Sedang Trending 1 jam yang lalu

Menteri Dalam Negeri Muhammad Tito Karnavian menginstruksikan Wali Kota Sorong untuk membebaskan retribusi Persetujuan Bangunan Gedung (PBG) bagi masyarakat berpenghasilan rendah pada Senin (27/4/2026). Langkah ini dilakukan guna menyukseskan program perumahan rakyat gagasan Presiden Prabowo Subianto di Papua Barat Daya.

Dilansir dari Detikcom, Tito meninjau langsung hunian di Perumahan Kadar Malibera Residence III bersama Menteri PKP Maruarar Sirait dan Kepala BPS Amalia Adininggar Widyasanti. Peninjauan tersebut bertujuan untuk memastikan implementasi kebijakan pusat terkait akses hunian layak bagi masyarakat di Tanah Papua.

Pemerintah menyoroti bahwa Kota Sorong belum menerapkan kebijakan pembebasan retribusi PBG dan Bea Perolehan Hak atas Tanah dan Bangunan (BPHTB). Tito menekankan pentingnya pemahaman teknis bagi kepala daerah agar tidak terjadi kekeliruan saat kebijakan tersebut diumumkan kepada publik.

"Nanti dianggap, ngomong depan publik bahwa, ini digratiskan PBG, BPHTB, besok masyarakat gratis. Enggak, enggak semua gratis. Yang gratis hanya masyarakat berpenghasilan rendah," ujar Tito, dalam keterangan tertulis.

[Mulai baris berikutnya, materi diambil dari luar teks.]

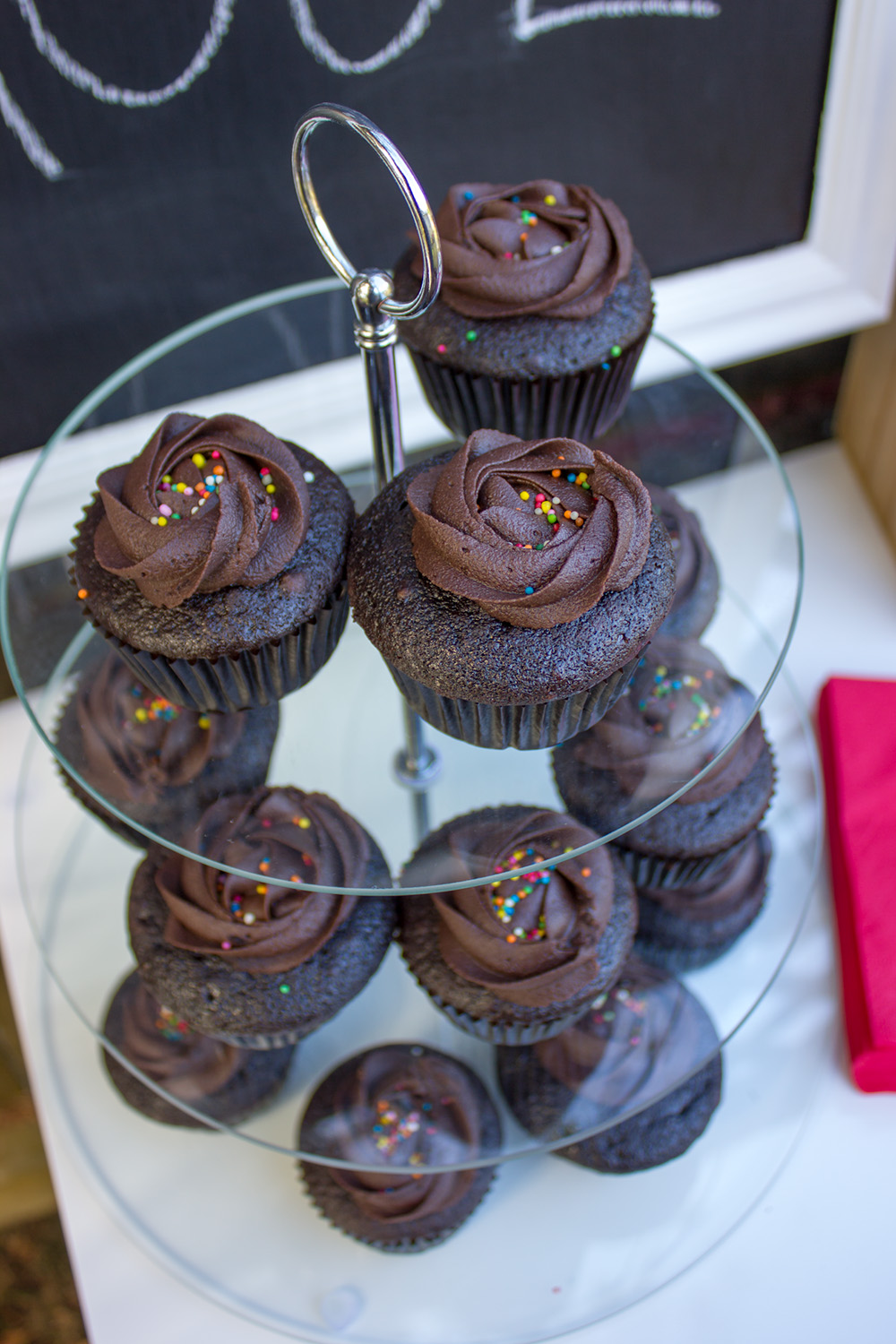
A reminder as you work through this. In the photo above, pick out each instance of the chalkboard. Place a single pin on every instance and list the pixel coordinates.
(145, 150)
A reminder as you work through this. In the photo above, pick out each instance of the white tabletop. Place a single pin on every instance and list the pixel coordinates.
(814, 1258)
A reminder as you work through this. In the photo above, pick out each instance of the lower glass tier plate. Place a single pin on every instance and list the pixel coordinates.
(551, 1249)
(75, 876)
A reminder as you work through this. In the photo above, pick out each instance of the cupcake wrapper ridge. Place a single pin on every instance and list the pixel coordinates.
(522, 726)
(508, 1032)
(247, 679)
(579, 406)
(662, 871)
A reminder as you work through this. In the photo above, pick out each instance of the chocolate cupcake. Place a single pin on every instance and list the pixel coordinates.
(677, 717)
(696, 569)
(688, 926)
(222, 1081)
(514, 959)
(400, 1107)
(511, 586)
(159, 763)
(541, 316)
(215, 562)
(645, 1053)
(247, 960)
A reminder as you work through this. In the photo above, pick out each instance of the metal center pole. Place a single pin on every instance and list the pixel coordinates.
(373, 292)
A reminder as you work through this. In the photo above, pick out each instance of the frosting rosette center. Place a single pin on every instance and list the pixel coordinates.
(402, 1107)
(678, 714)
(533, 938)
(538, 247)
(254, 922)
(187, 1064)
(535, 532)
(207, 504)
(139, 744)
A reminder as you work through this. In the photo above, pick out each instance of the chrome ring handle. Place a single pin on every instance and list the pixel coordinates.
(409, 185)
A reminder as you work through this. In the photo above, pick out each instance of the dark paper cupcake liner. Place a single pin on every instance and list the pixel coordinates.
(650, 870)
(678, 960)
(579, 406)
(508, 1032)
(314, 1177)
(527, 728)
(266, 1040)
(249, 679)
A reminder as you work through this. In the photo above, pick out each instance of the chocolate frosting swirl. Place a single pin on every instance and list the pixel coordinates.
(532, 940)
(688, 545)
(540, 247)
(253, 922)
(638, 1040)
(403, 1107)
(677, 714)
(479, 530)
(207, 504)
(136, 744)
(168, 1051)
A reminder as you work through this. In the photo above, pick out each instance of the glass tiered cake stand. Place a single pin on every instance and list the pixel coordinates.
(554, 1246)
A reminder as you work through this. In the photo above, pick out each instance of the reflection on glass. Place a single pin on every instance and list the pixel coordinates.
(627, 1054)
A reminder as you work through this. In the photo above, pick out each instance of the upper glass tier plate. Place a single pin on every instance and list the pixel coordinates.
(689, 432)
(340, 734)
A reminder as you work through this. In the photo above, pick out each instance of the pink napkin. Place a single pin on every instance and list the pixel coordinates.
(857, 734)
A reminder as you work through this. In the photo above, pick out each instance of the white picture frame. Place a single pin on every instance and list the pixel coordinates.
(840, 277)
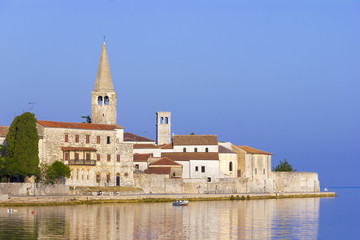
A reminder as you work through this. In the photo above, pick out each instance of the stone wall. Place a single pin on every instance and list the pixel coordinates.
(16, 189)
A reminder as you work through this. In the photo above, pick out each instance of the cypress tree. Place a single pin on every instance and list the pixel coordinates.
(23, 147)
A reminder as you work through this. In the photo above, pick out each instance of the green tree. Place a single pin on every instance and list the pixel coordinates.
(56, 172)
(22, 149)
(284, 166)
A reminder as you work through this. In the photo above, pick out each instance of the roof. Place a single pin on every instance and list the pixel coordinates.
(136, 138)
(78, 149)
(253, 150)
(142, 146)
(195, 140)
(166, 146)
(3, 131)
(164, 161)
(158, 170)
(187, 156)
(91, 126)
(223, 149)
(103, 77)
(141, 157)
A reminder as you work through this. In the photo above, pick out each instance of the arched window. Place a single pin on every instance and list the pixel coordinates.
(106, 100)
(100, 100)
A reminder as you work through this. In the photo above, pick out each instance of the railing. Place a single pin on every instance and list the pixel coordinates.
(82, 162)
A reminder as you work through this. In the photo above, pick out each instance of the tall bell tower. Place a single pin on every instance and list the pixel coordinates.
(103, 98)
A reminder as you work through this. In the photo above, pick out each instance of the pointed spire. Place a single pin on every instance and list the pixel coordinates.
(103, 78)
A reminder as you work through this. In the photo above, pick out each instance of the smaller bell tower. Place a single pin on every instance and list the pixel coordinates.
(163, 128)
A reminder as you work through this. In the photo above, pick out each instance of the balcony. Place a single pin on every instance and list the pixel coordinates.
(82, 162)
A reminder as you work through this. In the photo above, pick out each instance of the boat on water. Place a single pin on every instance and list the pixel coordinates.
(181, 203)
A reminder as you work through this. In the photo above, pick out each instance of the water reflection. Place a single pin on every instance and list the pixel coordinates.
(255, 219)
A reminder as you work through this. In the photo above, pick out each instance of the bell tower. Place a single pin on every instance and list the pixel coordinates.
(103, 98)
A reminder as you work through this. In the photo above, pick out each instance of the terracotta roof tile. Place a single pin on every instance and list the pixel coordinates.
(164, 161)
(139, 157)
(223, 149)
(3, 131)
(142, 146)
(78, 125)
(78, 149)
(253, 150)
(158, 170)
(187, 156)
(194, 140)
(136, 138)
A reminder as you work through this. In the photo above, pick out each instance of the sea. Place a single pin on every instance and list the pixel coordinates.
(303, 218)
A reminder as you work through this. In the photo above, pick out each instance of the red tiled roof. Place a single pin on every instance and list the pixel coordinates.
(164, 161)
(92, 126)
(158, 170)
(136, 138)
(187, 156)
(78, 149)
(253, 150)
(3, 131)
(141, 157)
(166, 146)
(223, 149)
(194, 140)
(144, 146)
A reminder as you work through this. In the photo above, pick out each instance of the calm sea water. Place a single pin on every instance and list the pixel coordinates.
(310, 218)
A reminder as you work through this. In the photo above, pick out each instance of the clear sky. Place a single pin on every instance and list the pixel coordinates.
(281, 76)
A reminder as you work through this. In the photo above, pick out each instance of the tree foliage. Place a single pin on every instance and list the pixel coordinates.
(22, 147)
(56, 172)
(284, 166)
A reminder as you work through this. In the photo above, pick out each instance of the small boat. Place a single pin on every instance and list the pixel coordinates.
(181, 203)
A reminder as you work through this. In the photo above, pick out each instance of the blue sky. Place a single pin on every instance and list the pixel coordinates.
(281, 76)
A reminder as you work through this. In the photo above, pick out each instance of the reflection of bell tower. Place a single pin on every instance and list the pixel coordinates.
(103, 98)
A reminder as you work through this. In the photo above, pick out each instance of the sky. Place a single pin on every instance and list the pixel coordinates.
(280, 76)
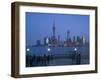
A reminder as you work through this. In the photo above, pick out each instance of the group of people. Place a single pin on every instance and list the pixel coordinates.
(36, 60)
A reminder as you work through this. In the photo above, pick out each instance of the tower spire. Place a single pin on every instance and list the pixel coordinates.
(54, 28)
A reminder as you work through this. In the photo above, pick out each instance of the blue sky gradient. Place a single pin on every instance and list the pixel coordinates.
(39, 25)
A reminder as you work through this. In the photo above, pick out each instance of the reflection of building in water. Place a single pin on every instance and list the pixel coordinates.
(55, 41)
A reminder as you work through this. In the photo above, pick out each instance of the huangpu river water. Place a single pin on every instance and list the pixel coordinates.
(61, 55)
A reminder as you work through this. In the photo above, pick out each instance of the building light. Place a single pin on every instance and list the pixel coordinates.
(27, 49)
(49, 49)
(75, 49)
(47, 40)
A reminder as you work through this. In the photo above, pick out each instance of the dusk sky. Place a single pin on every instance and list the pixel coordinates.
(39, 25)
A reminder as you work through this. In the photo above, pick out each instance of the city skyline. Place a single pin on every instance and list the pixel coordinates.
(39, 25)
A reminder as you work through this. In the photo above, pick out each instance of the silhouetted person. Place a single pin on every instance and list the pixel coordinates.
(78, 60)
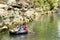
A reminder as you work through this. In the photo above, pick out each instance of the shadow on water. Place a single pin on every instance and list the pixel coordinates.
(45, 29)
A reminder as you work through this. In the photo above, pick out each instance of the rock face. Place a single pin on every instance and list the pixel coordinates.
(13, 14)
(16, 12)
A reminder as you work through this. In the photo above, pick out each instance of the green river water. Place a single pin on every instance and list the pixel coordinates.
(45, 28)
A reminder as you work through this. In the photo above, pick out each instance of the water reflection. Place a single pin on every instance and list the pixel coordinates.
(45, 29)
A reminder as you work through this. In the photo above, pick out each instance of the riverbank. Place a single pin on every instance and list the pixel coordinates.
(15, 13)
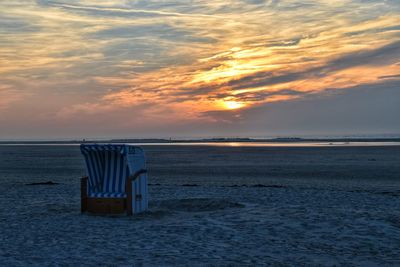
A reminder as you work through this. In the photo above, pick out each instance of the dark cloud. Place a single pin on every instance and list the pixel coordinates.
(381, 56)
(364, 109)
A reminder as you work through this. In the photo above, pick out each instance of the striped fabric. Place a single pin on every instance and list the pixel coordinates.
(95, 168)
(107, 195)
(108, 166)
(115, 173)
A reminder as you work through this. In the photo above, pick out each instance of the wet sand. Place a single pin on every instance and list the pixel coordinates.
(209, 206)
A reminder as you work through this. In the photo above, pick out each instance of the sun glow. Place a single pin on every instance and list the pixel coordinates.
(233, 104)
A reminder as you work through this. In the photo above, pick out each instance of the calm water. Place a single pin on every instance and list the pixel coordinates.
(218, 165)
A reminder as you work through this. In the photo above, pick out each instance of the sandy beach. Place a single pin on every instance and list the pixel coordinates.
(209, 206)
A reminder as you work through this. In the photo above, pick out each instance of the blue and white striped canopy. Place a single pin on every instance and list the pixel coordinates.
(108, 166)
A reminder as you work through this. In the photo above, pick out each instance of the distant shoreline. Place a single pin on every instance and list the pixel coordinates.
(204, 140)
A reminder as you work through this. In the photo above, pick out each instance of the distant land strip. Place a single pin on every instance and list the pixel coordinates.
(204, 140)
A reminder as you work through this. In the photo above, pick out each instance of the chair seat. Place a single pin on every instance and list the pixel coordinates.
(107, 194)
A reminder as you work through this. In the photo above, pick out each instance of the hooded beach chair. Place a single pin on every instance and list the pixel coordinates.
(116, 180)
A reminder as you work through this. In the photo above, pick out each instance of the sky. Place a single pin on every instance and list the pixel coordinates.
(198, 68)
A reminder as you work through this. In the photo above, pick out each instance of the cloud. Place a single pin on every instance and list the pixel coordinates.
(187, 64)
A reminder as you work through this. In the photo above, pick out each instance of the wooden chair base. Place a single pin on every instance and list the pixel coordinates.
(105, 205)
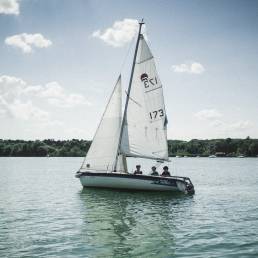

Setelah melakukan dialog dengan pengembang dan pengecekan kondisi bangunan di kompleks perumahan, Mendagri melanjutkan agenda ke kawasan padat penduduk. Rombongan mendatangi Kelurahan Malawei di Kota Sorong untuk berinteraksi langsung dengan warga setempat mengenai kondisi lingkungan mereka.

Kegiatan peninjauan lapangan ini juga diikuti oleh Gubernur Papua Barat Daya Elisa Kambu dan Ketua Komite Eksekutif Percepatan Pembangunan Otonomi Khusus Papua Velix Vernando Wanggai. Kehadiran para pejabat tinggi ini menegaskan komitmen pemerintah dalam memberikan perhatian khusus bagi rakyat kecil di wilayah Papua.